El diestro escupió, pero demasiado pronto. Incineró varios tendederos. Con un grito triunfante, un cacto le lanzó un machete al anfitrión. Era un arma enorme; se hundió profundamente en la carne humana y el cuerpo se desplomó. Los cactos pisotearon y patearon al parásito y a su víctima con los troncos que tenían por pies. Pero ahora la línea irregular de los Artilleros estaba enfilada y, a pesar de las corazas de toscas planchas metálicas con las que se cubrían, las salvas de los motocañones los hicieron pedazos.

Los fatigados guerreros cactos empezaron a retirarse hacia sus propias filas. El último de los Artilleros era un humano rehecho. Llevaba una criatura moteada pegada al pie. Cuando sus camaradas cactos se volvieron hacia él, les escupió fuego sobre las caras. Habían matado al anfitrión, pero no al manecro y este se había apoderado de él.

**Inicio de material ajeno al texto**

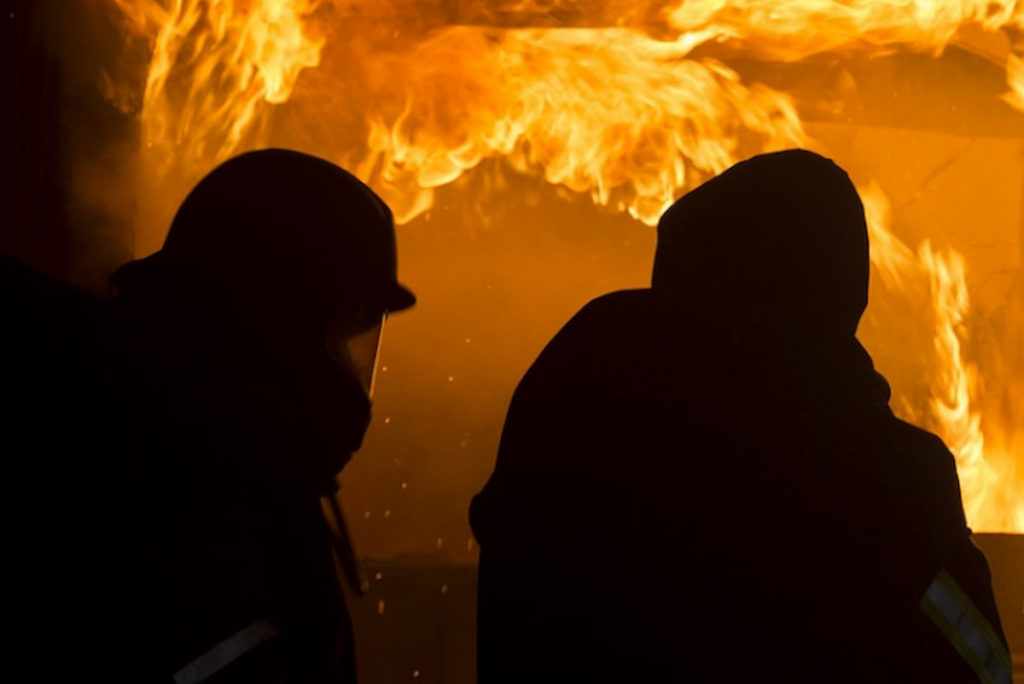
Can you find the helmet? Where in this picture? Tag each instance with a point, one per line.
(283, 218)
(289, 237)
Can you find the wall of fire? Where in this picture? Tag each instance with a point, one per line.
(501, 260)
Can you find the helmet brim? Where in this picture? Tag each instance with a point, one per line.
(400, 298)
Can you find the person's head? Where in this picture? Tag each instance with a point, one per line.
(285, 247)
(778, 241)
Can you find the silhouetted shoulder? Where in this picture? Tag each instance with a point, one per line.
(599, 347)
(927, 475)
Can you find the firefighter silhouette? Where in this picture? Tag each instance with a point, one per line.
(236, 367)
(702, 480)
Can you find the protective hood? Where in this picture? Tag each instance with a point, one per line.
(776, 242)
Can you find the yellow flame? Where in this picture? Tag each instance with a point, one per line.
(614, 113)
(238, 55)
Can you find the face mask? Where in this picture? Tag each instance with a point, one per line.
(358, 352)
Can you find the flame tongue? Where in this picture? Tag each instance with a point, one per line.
(611, 112)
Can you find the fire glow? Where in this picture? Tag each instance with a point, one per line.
(632, 103)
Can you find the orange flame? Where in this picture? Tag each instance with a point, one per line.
(614, 113)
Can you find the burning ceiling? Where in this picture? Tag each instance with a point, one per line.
(628, 102)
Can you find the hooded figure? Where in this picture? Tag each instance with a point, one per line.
(237, 367)
(702, 480)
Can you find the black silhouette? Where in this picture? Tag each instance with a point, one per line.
(702, 481)
(232, 370)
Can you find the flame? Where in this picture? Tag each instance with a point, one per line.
(615, 113)
(240, 55)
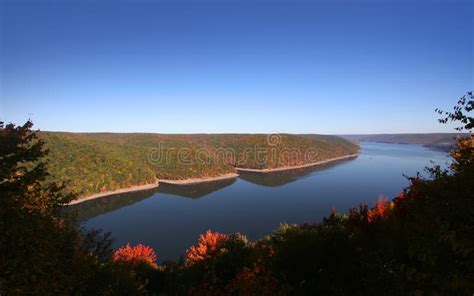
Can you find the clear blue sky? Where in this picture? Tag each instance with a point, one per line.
(230, 66)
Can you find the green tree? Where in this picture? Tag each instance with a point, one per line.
(40, 252)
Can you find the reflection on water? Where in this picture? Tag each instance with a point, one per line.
(94, 207)
(254, 204)
(195, 190)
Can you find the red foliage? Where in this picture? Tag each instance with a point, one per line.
(134, 255)
(208, 245)
(380, 209)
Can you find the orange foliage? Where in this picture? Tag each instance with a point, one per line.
(208, 245)
(134, 255)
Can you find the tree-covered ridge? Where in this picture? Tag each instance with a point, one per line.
(101, 162)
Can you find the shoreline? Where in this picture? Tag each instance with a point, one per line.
(287, 168)
(110, 193)
(203, 180)
(198, 180)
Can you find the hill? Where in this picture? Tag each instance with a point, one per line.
(101, 162)
(443, 141)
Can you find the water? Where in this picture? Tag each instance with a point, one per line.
(170, 218)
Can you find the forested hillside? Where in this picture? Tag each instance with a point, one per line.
(443, 141)
(100, 162)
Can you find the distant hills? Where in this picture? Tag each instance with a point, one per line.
(442, 141)
(103, 162)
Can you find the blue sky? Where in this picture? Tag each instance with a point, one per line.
(234, 66)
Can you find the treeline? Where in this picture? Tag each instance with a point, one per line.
(100, 162)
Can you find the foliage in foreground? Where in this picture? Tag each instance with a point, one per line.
(420, 243)
(41, 253)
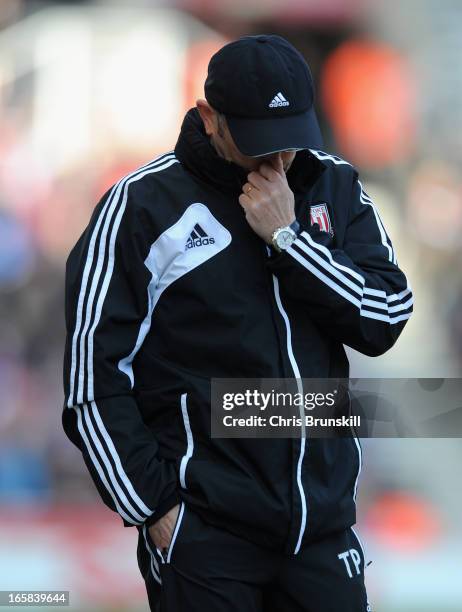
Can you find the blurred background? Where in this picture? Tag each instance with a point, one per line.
(89, 91)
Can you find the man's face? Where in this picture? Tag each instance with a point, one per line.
(220, 136)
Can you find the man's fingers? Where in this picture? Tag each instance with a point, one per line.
(244, 201)
(268, 172)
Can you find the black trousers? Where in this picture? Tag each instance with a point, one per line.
(209, 569)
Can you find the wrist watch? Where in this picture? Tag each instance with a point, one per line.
(283, 237)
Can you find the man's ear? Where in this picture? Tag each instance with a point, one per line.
(208, 116)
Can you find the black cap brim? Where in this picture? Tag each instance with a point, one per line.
(257, 137)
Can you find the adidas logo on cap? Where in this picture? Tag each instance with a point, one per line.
(198, 238)
(278, 100)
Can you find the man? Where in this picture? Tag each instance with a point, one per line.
(247, 252)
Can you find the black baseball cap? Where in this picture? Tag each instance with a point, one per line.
(264, 87)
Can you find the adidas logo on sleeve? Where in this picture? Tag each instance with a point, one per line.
(198, 238)
(278, 100)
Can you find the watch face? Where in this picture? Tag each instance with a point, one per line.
(284, 239)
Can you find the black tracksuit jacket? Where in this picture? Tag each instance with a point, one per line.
(169, 287)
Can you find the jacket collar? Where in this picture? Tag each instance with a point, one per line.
(198, 156)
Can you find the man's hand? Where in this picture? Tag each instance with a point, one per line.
(267, 199)
(161, 532)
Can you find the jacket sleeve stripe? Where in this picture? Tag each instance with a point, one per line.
(103, 219)
(331, 265)
(136, 499)
(99, 468)
(310, 264)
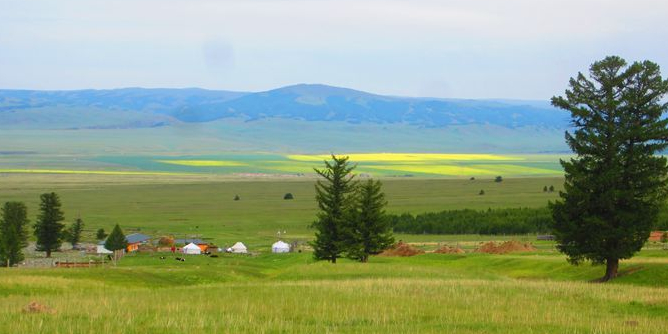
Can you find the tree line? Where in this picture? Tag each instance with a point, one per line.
(467, 221)
(49, 230)
(351, 221)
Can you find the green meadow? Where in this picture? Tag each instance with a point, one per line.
(535, 292)
(195, 205)
(290, 293)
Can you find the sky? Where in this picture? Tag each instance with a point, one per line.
(513, 49)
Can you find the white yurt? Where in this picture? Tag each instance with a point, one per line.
(191, 248)
(239, 247)
(280, 247)
(102, 250)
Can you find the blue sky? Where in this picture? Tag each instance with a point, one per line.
(516, 49)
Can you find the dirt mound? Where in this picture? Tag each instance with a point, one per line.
(449, 250)
(401, 249)
(506, 247)
(35, 307)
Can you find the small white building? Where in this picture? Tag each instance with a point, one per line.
(280, 247)
(102, 250)
(239, 247)
(192, 249)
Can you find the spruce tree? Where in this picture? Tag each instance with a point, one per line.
(371, 230)
(335, 201)
(617, 183)
(73, 233)
(100, 234)
(13, 233)
(116, 240)
(49, 226)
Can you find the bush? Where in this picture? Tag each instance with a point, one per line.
(491, 221)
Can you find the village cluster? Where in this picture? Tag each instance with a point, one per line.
(189, 246)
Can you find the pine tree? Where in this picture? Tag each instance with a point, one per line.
(100, 234)
(616, 184)
(335, 201)
(116, 240)
(13, 233)
(371, 230)
(48, 228)
(73, 233)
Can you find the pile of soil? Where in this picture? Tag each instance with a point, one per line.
(401, 249)
(449, 250)
(35, 307)
(506, 247)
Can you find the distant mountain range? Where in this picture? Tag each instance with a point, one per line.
(139, 107)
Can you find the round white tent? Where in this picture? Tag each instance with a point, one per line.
(191, 248)
(280, 247)
(239, 247)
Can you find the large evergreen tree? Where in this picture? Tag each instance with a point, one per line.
(335, 201)
(73, 233)
(371, 230)
(13, 233)
(116, 240)
(49, 226)
(616, 184)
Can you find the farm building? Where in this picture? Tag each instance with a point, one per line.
(280, 247)
(191, 248)
(203, 245)
(239, 247)
(101, 249)
(135, 240)
(656, 235)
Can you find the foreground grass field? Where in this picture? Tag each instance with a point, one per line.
(290, 293)
(534, 292)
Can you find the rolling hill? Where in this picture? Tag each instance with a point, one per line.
(299, 118)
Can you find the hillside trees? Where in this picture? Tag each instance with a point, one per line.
(48, 227)
(335, 201)
(371, 232)
(13, 233)
(617, 183)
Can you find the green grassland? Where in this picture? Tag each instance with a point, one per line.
(536, 292)
(290, 293)
(204, 205)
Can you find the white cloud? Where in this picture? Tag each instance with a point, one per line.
(395, 47)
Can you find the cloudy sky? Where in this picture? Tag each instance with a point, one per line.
(519, 49)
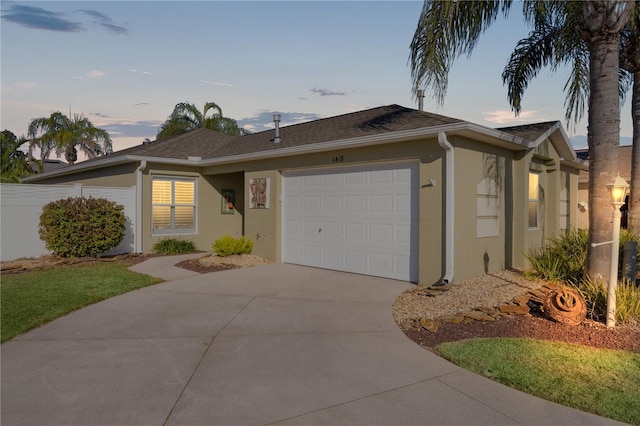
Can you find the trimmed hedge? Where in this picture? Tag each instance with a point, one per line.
(82, 227)
(227, 245)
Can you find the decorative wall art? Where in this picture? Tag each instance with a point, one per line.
(259, 193)
(228, 201)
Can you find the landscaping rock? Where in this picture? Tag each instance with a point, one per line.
(429, 324)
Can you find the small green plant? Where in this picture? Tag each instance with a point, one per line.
(563, 258)
(171, 246)
(228, 245)
(544, 264)
(82, 227)
(627, 300)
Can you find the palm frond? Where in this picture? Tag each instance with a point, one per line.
(445, 31)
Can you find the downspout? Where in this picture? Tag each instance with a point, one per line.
(449, 213)
(138, 229)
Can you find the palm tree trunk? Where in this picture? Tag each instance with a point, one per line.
(633, 220)
(604, 138)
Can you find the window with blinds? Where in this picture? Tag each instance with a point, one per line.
(173, 209)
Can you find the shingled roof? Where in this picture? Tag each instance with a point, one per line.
(208, 144)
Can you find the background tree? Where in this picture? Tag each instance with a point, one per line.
(448, 29)
(13, 161)
(186, 117)
(65, 135)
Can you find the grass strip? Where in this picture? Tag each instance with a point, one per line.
(599, 381)
(31, 299)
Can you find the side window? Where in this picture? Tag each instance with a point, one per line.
(565, 213)
(534, 199)
(173, 209)
(487, 209)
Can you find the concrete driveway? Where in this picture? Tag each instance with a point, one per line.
(273, 344)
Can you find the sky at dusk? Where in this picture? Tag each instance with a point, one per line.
(126, 64)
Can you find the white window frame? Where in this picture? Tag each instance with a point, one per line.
(535, 200)
(172, 205)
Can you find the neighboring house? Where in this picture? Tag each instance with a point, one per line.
(624, 169)
(389, 191)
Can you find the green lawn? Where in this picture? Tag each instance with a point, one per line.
(31, 299)
(599, 381)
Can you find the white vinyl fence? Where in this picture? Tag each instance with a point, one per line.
(21, 206)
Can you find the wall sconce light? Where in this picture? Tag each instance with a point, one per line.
(617, 192)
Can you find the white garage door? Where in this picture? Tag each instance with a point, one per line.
(360, 219)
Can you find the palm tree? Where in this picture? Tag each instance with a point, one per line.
(62, 134)
(448, 29)
(13, 161)
(554, 43)
(186, 117)
(630, 62)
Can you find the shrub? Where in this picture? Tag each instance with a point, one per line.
(170, 246)
(564, 258)
(82, 227)
(228, 245)
(627, 300)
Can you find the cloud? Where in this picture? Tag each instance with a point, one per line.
(40, 19)
(327, 92)
(504, 116)
(263, 120)
(19, 87)
(91, 75)
(216, 83)
(105, 22)
(140, 72)
(127, 128)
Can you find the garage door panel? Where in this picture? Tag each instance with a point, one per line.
(333, 203)
(355, 231)
(381, 203)
(312, 229)
(312, 180)
(381, 233)
(359, 219)
(333, 230)
(356, 204)
(332, 258)
(312, 204)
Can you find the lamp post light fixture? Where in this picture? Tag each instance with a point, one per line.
(617, 191)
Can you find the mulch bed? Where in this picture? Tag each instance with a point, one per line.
(534, 326)
(196, 266)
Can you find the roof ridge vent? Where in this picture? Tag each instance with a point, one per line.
(276, 120)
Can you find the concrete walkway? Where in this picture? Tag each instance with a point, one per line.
(273, 344)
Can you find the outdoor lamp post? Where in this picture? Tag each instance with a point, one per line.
(617, 191)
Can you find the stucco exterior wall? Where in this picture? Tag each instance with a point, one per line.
(478, 166)
(479, 251)
(118, 176)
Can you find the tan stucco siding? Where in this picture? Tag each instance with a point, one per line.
(263, 225)
(476, 167)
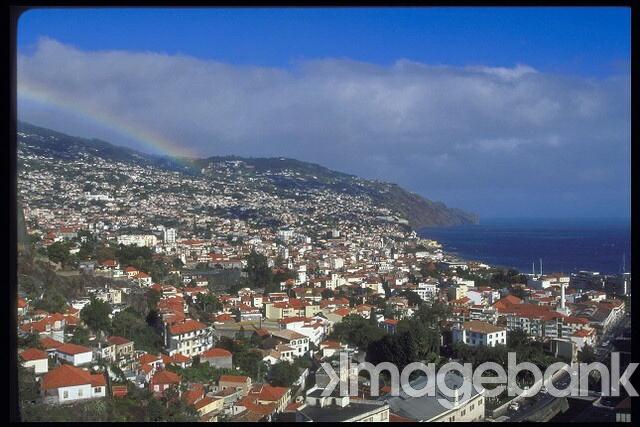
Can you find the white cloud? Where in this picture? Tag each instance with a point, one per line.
(405, 123)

Un tren estrepitoso llegó sobre el cercano paso que cruzaba el puente, escasos metros por encima de ellos. En la orilla norte, una barricada bloqueaba las vías, pero al sur de la estación de Aduja, la línea Sud pertenecía al Colectivo. El tren se detuvo junto al puente, y desde sus ventanas, los colectivistas, dirigidos por un garuda de las chabolas que volaba sustentado en las corrientes térmicas provocadas por los incendios, empezaron a arrojar granadas. Los proyectiles arrasaron un poco más las calles del puente, pero lograron romper las filas de la milicia.

Pero no fue suficiente. Los milicianos tomaron posiciones en el puente de Celosía y devolvieron el fuego al tren. Al este, la negra aguja del Parlamento perforaba el cielo, un inselberg de arquitectura negra que presenciaba esta y otras batallas (una incursión de aeronaves en los muelles de Arboleda, un ataque de la bípeda caballería shuhn en Ensenada, el ataque lanzado contra Ecomir por un regimiento mameluco de rehechos leales al régimen, insultados y tildados de traidores por los colectivistas).

—Es la hora. —Un susurro entre los comandantes del Colectivo, en Piel del Río. Bajo los arcos del ferrocarril de la estación Salpetra, en el cuartel general, Frengeler, ex-miliciano, experto en tácticas que se había pasado a los radicales, la extraordinaria mente estratégica del Colectivo, estaba gritando:

—Decidid si queréis ganar o no, joder. Se nos acaba el tiempo. Hacedlo. Volad el puente.

Quedaban pocos puentes que comunicaran directamente el territorio del Parlamento con el Colectivo: cada uno de ellos era un conducto vital que no podían permitirse el lujo de perder a manos de la milicia. Bajo la superficie del Alquitrán, los colectivistas vodyanoi que custodiaban las entradas a las alcantarillas enviaron zapadores acuáticos.

A ninguno de ellos le gustaba el trabajo que tenían que hacer. Ninguno de ellos quería destruir las viejas y amadas estructuras. Pero sentían que debían hacerlo.

Se abrieron camino entre la turbidez de las aguas hasta los puntos en los que los arcos del puente surgían del barro, y los recorrieron a tientas, pero con creciente ansiedad descubrieron que no podían encontrar sus cargas de demolición. Se agarraron unos a otros y ladraron en su lengua acuática, pero entonces, de la oscuridad de las aguas surgieron formas hostiles. «Traición», gritó alguien, mientras se les echaba encima un grupo de vodyanoi de la milicia, chamanes con corrientes de agua limpia, ondinas que atraparon a los colectivistas y empezaron a apretar.

Uno de ellos escapó. La información se propagó: «no podemos destruir el puto puente».

Al puente Diáfano, entonces. Pero, aunque esta vez los buceadores vodyanoi esperaban emboscadas, el resultado fue el mismo: los explosivos habían desaparecido. Encontrados los dioses saben cuándo y retirados. Los planes del Colectivo para cauterizar los puntos de acceso de la milicia se habían desmoronado.

—Pasará lo mismo en el puente Mandrágora y en el Aullido. Van a entrar.

Ya lo estaban haciendo. Gracias al fuego de cobertura de los cañones del Colectivo, los focos tanáthicos de sus embrujos, y sus bombas explosivas, la milicia tardó horas en avanzar por lo que se había convertido en un paisaje monstruoso de muros convertidos en filos de sierra y de ventanas sin cristales ni propósito. Pero avanzaron. El puente de Celosía volvía a ser territorio del Parlamento.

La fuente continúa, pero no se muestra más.